When any content skill (slides, summary, etc.) completes work inside the `knowledge-base/` directory tree, it should check whether the document it processed is in `index.md`:

1. Read `knowledge-base/index.md`.
2. Search for the document by filename or title.
3. If not found, read the document's `_summary.md` and append an index entry.
4. If found, no action needed.

This is a lightweight check (read index, grep, optionally append one row). It does not require invoking the kb-update skill. Content skills should perform this check as a final step after writing their deliverables.
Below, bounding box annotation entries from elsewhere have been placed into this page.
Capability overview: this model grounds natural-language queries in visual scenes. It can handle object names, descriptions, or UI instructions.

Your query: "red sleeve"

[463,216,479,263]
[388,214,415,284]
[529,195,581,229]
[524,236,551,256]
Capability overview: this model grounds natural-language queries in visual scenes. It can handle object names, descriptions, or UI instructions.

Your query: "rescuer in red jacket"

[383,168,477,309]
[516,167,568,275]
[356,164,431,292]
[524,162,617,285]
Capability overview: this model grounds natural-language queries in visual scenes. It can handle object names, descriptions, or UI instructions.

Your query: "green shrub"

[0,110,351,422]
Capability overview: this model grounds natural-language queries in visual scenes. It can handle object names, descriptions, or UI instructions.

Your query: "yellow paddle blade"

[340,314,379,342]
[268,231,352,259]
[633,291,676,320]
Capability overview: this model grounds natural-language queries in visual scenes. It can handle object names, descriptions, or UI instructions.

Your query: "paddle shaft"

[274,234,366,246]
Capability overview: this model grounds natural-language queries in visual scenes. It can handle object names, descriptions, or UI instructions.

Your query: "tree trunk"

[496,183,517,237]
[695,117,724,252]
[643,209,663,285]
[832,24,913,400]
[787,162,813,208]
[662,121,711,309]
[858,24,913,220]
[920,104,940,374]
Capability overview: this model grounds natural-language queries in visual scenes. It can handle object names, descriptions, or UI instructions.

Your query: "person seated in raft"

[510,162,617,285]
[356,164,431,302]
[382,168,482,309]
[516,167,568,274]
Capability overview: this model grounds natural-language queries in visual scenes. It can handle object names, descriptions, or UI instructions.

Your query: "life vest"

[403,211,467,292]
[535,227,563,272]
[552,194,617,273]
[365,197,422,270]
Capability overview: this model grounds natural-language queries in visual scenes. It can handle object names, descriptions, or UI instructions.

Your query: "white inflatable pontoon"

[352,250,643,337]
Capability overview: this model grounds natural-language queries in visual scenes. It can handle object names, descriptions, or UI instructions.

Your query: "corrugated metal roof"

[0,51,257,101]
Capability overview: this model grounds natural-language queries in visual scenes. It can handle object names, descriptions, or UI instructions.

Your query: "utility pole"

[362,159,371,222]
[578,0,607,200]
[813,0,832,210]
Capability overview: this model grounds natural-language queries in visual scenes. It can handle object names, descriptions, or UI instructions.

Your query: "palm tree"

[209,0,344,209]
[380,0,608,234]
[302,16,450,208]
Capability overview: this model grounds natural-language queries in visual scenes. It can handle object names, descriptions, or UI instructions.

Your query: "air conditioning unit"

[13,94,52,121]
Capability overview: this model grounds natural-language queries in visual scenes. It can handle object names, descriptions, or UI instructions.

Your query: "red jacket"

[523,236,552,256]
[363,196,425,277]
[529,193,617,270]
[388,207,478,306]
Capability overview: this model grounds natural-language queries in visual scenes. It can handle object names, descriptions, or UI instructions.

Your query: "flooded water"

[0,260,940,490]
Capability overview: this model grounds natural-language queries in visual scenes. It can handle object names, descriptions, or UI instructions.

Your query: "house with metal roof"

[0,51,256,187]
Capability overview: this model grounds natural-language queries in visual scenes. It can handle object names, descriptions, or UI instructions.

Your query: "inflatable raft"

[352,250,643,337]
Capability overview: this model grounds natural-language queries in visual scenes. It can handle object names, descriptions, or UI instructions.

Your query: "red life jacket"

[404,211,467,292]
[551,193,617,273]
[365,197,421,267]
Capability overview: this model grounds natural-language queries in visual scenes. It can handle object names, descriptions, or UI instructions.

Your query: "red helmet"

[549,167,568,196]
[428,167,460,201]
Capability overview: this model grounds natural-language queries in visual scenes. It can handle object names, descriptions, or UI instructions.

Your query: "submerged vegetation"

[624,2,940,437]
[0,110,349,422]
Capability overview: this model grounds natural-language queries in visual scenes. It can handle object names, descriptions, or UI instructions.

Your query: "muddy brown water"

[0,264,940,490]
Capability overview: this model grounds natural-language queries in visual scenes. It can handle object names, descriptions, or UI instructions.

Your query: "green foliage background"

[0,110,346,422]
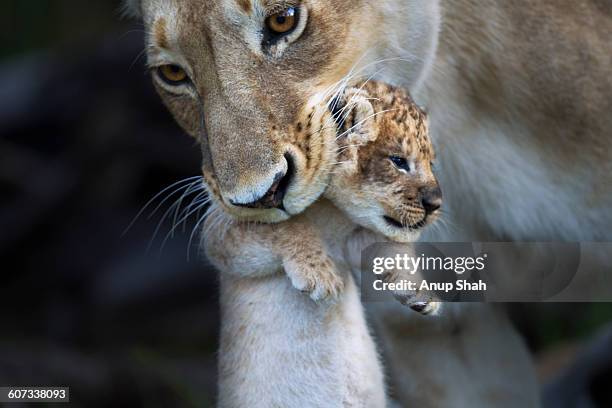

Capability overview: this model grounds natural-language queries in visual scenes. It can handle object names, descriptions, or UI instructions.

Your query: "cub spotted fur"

[205,83,441,408]
[207,81,442,306]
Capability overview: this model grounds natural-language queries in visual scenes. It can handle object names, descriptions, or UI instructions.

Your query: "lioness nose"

[421,186,442,214]
[230,154,293,209]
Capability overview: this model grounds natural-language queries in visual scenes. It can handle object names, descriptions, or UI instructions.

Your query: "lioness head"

[326,81,442,242]
[127,0,439,222]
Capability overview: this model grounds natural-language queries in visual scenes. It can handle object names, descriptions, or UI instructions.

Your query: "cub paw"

[285,260,344,302]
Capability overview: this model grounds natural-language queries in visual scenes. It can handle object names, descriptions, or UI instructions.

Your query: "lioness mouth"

[383,215,427,229]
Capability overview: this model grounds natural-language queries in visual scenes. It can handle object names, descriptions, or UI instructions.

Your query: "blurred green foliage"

[0,0,127,58]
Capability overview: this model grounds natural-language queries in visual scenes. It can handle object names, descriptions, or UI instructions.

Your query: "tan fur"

[125,0,612,406]
[204,83,437,408]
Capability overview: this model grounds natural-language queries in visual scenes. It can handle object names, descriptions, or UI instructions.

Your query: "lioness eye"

[157,64,189,86]
[389,156,410,171]
[266,7,298,34]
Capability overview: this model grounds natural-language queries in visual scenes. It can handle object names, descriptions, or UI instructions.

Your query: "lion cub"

[204,83,441,408]
[207,81,442,306]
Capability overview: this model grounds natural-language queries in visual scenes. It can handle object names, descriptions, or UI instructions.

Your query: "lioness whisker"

[121,176,202,236]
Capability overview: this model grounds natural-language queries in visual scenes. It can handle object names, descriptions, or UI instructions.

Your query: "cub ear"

[121,0,142,18]
[332,88,376,144]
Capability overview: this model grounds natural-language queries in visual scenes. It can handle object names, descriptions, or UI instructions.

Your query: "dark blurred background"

[0,0,612,408]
**Where to run content skills:** Run them directly in the topic folder where the document lives. Do not route through inbox for documents that are already organized. The skill creates its subfolder and build artifacts in place. The index-update hook ensures the index stays current regardless of where processing happens.

## Constraints

- **Never delete original source files.** The skill renames and moves but never deletes.
- **Never overwrite extracts.** If an extract already exists, skip unless the user explicitly asks to regenerate.
- **Index is append-only during processing.** Entries are only removed by the [kb-update](../kb-update/) skill when source files are confirmed missing.
- **Topic folders are user-created.** The skill suggests new folders but waits for approval before creating them.